Apartments and other premises in 17 locations in the capital and in the states of Brandenburg, Hamburg and North Rhine-Westphalia were searched on Tuesday morning, the Berlin public prosecutor's office said.
The attack was directed against a science park in Berlin's Adlershof neighbourhood, which is home to numerous technology centres as well as several departments of Berlin's Humboldt University, according to a text published on the left-wing platform Indymedia and signed by "some anarchists."
"Police are on duty on behalf of the Berlin General Public Prosecutor's Office in connection with the arson attack near Adlershof in September last year," a spokesman for the Berlin General Public Prosecutor's Office said.
In Berlin, police were searching 14 properties.
"Today's searches show that we pursue every lead with the highest priority," the head of Berlin's interior department, Iris Spranger, said.

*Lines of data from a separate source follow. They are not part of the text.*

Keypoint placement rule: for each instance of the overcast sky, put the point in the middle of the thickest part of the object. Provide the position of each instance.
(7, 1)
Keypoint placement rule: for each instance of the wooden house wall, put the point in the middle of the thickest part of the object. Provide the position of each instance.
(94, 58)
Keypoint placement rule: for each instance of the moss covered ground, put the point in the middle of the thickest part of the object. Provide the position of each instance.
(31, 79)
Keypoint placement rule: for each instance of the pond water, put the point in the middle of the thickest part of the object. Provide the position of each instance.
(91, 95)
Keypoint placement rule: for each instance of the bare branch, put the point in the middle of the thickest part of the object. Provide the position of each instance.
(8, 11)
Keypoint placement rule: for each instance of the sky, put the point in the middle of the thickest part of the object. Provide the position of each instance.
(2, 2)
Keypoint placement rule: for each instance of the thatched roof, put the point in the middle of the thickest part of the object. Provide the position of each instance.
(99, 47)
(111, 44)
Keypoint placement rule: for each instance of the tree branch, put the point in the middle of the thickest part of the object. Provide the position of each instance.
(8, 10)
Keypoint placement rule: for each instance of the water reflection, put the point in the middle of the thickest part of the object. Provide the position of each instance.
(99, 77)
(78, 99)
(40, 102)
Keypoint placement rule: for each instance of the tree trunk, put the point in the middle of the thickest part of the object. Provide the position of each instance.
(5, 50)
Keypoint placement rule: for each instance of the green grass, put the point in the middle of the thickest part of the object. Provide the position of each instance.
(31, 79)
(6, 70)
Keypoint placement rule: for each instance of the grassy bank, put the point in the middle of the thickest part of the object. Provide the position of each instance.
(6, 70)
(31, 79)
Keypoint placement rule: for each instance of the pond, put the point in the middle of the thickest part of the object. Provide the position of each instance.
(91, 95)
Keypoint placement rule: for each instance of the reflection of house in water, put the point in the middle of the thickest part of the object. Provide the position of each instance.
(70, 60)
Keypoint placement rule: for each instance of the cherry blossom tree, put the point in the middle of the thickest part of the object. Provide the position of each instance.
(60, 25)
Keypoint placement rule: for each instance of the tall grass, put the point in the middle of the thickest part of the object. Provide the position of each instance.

"Anyone who attacks our critical infrastructure attacks the security of our entire city. We will not accept that."
Hundreds of police officers deployed
A total of 500 police officers were deployed. Masked officers were standing in front of some apartment houses in Berlin on Tuesday morning which police said were associated with the left-wing scene.

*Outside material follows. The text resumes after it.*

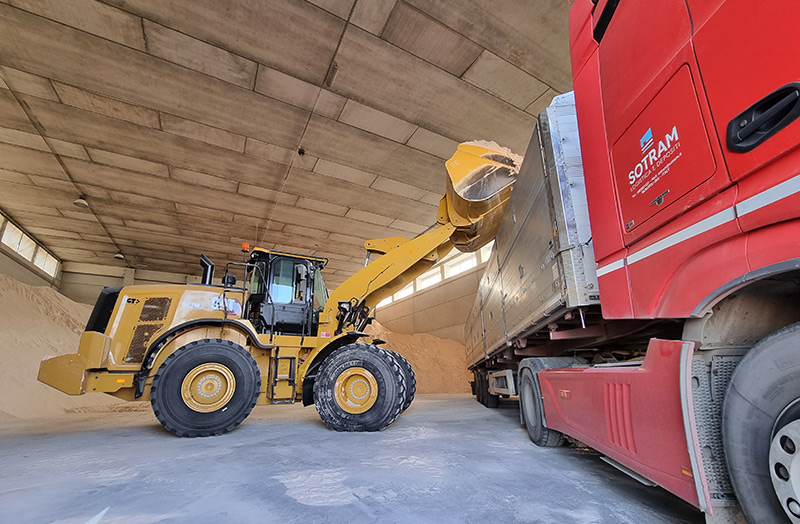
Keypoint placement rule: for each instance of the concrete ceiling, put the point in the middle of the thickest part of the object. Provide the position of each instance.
(180, 121)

In the north-western Wedding neighbourhood, police led a sniffer dog into a building. Rooms and offices on the ground floor were searched. Officers carried laptops out.
The public prosecutor's office said the operation was preceded by intensive work by a specially set up investigative group, EG Spannung, at the Berlin state criminal police office (LKA). The case concerns suspicion of anti-constitutional sabotage, forming a criminal organization and arson.
"The security authorities know the hard core of the protagonists," the Police Union (GdP) stressed. "But it is still incredibly difficult to prove arson attacks" such as the one in south-east Berlin or another attack that left thousands without power in early January in subfreezing temperatures in south-west Berlin.
The LKA had investigated successfully "to obtain today's search warrants," the union said.
Raid against anarchist group
The operation was directed against an anarchist group, with an anarchist magazine run by a small group from Bavaria said to play a role, according to a story in Die Welt newspaper.
According to dpa information, the arson attack on September 9 is being attributed to the left-wing extremist spectrum. Germany's domestic intelligence agency is said to have been significantly involved in the investigation.
Nothing is known so far about possible links between the suspected perpetrators and so-called volcano groups. These groups claimed responsibility for the second major arson attack on high-voltage cables in Berlin on January 3. That attack led to a power outage lasting several days, leaving thousands in south-west Berlin in the cold as sub-freezing temperatures prevailed. Investigators are still searching intensively for those responsible.
Attack on power pylon and high-voltage cables
Suspected left-wing extremists carried out an arson attack on a power pylon on September 9 and largely destroyed high-voltage cables.
Initially, around 50,000 private and business customers of state-owned operator Stromnetz were affected by the power outage. Companies suffered estimated losses of between €30 million (34.8 million) and €70 million.
"Violent acts and attacks on infrastructure by left-wing extremists have not necessarily increased in number in recent years, but they have certainly increased in intensity," Holger Muench, president of the Federal Criminal Police Office, told dpa in early March.